TURNING INTO A PILLAR OF SALT?
Trent Lott's Dixiecratesque Faux Pas May Cost Him His Career


Last week, Sen. Trent Lott (R-Miss.) made the following ill-advised tribute to Sen. Strom Thurmond (R-South Carolina) on the latter's 100th birthday: "I want to say this about my state. When Strom Thurmond ran for president, we voted for him. We're proud of it. And if the rest of the country had followed our lead, we wouldn't have had all these problems over all these years, either."

Lott was referring to Thurmond's 1948 run for the Presidency against then-President Harry Truman as one of the many "Dixiecrat" segregationists who broke with Truman's majority wing in the Democratic Party. (After the 1948 election, Thurmond returned to the Democrat Party but switched allegiances to the GOP in 1964.) The Dixiecrats claimed to be about "states' rights" versus increasing Federal encroachment.

But the Dixiecrats had broken with the Democrats specifically on the matter of racial integration in the areas of voting registration, education, housing, and employment --a reform which Truman and both the Democratic and Republican parties increasingly favored. The Dixiecrats argued that their Southern brand of apatheid was strictly a state-by-state matter, while the two major parties came to regard racial segregation as a violation of the basic Constitutional rights of its minority targets and therefore a Federal issue.

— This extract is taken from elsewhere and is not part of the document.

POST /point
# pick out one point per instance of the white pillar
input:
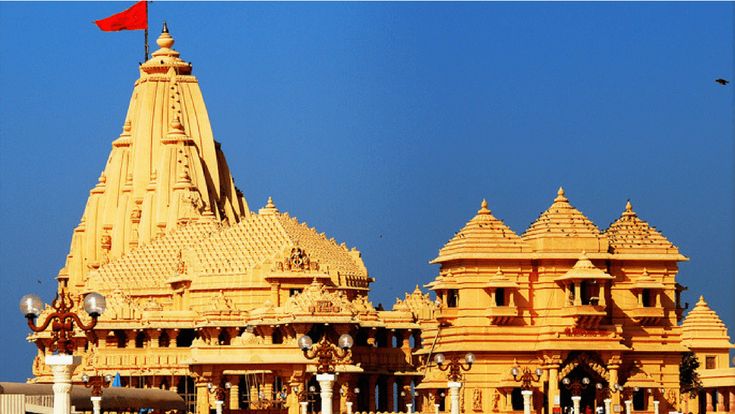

The Dixiecrat legacy is what Trent Lott, whether unwittingly or intentionally, seemed to voice support for last week in the eyes and ears of many, both Republicans and Democrats, especially those old enough to remember those bad old KKK-run days in the South. Even though Lott has since tried several times to get out from under the cloud of seeming to endorse segregationism, and even though most of his critics agree he's not a racist, his carelessness and lack of clear thinking may have turned his ability to lead into a pillar of salt. Hence the call from many Republican leaders and conservative pundits --such as Linda Chavez, Charles Krauthammer, Mona Charen, and Cal Thomas-- for Lott to step down as Senate Majority leader.